006
「すみません。トゥーカムケアリにはまだ?」
ローラ・リーは読み途中の聖書から顔も上げずに、横を通る客室乗務員へ問いかけた。唐突な質問を投げかけられ、彼女は明らかに困惑している。
とはいえ、さすがにプロフェッショナルなだけあって、いつまでも乗客を待たせずに対応した。「えー……トゥーカムケアリ、ですか……そろそろ上空を通過するころかと思いますが……」
「そう。ありがとう。あと、チョコレートを1枚いただけるかしら」
「どうぞ」
ローラの隣の座席に座るビジネスマンが、逡巡した様子で声をかけてくる。「もし、シスター」
「……何か?」
「お節介かもしれませんが、この便はサンタフェ行ですよ。トゥーカムケアリには降りません。トゥーカムケアリへ行きたいなら、飛行機でアマリロまで行ってからバスにでも乗るべきでしたね。まァこうなったらダラスへ引き返すよりも、サンタフェから車で直接向かったほうが早いでしょうが」
「“すると、たちまち目からうろこのようなものが落ち、サウロは元どおり見えるようになった。”」
「ハイ?」
「使徒言行録9章18節――イエスの弟子を迫害していたサウロが、回心するきっかけになった出来事。“目からうろこ”という慣用句の元になりました」
「それはつまり、私の伝えた事実にものすごく驚いていると、遠まわしに言っているわけですか?」
「いいえ。たまたま今の箇所を読んでいただけです」
ローラは聖書から顔を上げて、
「……は? いや、ですからこの飛行機は――あっ、ちょっとシスターっ」
座席から離れてどこかへ歩き去るローラを止めることもできず、ビジネスマンはただ呆然と眺めていた。
「お客様、どちらへ」
「トイレへ行きたいのですが」
「トイレはこちら側ではありませんよ。通路の反対側です。よろしければご案内しましょうか」
「おかまいなく」
「あの、すみませんが、この先は立入禁止で――」
邪魔した客室乗務員を、容赦のないボディブローで失神させて、ローラは貨物室へと侵入する。

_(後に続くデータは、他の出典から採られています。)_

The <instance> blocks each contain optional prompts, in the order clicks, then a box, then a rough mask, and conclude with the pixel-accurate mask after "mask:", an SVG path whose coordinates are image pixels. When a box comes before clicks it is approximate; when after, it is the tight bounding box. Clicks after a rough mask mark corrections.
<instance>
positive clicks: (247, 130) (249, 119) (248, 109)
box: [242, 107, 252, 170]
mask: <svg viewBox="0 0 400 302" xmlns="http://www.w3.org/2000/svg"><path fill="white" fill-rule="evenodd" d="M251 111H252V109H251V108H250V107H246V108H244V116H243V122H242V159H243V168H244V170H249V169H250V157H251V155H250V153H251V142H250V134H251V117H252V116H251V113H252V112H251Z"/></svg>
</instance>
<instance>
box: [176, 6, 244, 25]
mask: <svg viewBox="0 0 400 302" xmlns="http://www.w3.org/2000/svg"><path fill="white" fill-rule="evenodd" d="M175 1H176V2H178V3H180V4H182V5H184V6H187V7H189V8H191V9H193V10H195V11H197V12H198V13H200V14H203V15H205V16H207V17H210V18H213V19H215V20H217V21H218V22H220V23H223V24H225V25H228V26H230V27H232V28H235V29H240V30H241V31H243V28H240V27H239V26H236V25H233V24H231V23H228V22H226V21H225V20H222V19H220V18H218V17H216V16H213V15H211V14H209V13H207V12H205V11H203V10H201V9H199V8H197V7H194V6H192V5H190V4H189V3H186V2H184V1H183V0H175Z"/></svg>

積み込まれた膨大な数の荷物から、急いで自分の物を見つけ出すと、貨物搬入用のハッチを開いた。すると途端にハッチから荒々しい暴風が吹き込む。油断すると風にさらわれそうだ。
眼下に広がる荒野――。ローラは一片のためらいもなく、パラシュートもなしで飛行機から飛び降りた。紫の尼僧服が風になびき、危うくベールが飛ばされそうになるのを手で押さえつける。
このままではあと数十秒で地上へ墜落する。たとえバンパイアといえども、この高さから地面に激突すれば、心臓ごとペシャンコに潰れてしまうだろう。
もっとも、バンパイアゆえにそんな悲劇は起こりえない。背中から生やした翼を大きく羽ばたかせて、大空をわがものとする。
多くのバンパイアはコウモリのような、悪魔のような赤黒い翼を持っている。だがローラの場合は、白い羽毛に包まれた荒鷲の翼だ。真祖にあたるドラゴンの違いにすぎないが、ローラはそうは考えていない。この純白の翼は、まるで天使のようではないか。
「“しかし、女には大きな鷲の翼が二つ与えられた。荒れ野にある自分の場所へ飛んで行くためである。女はここで、蛇から逃れて、一年、その後二年、またその後半年の間、養われることになっていた。”」
ヨハネの黙示録12章14節――だが、彼女は蛇から逃げるつもりなどない。むしろ戦いに行くのだ。神と人間の敵を滅ぼすために。バンパイアどもの血で、紫の衣を赤く染め上げてやる。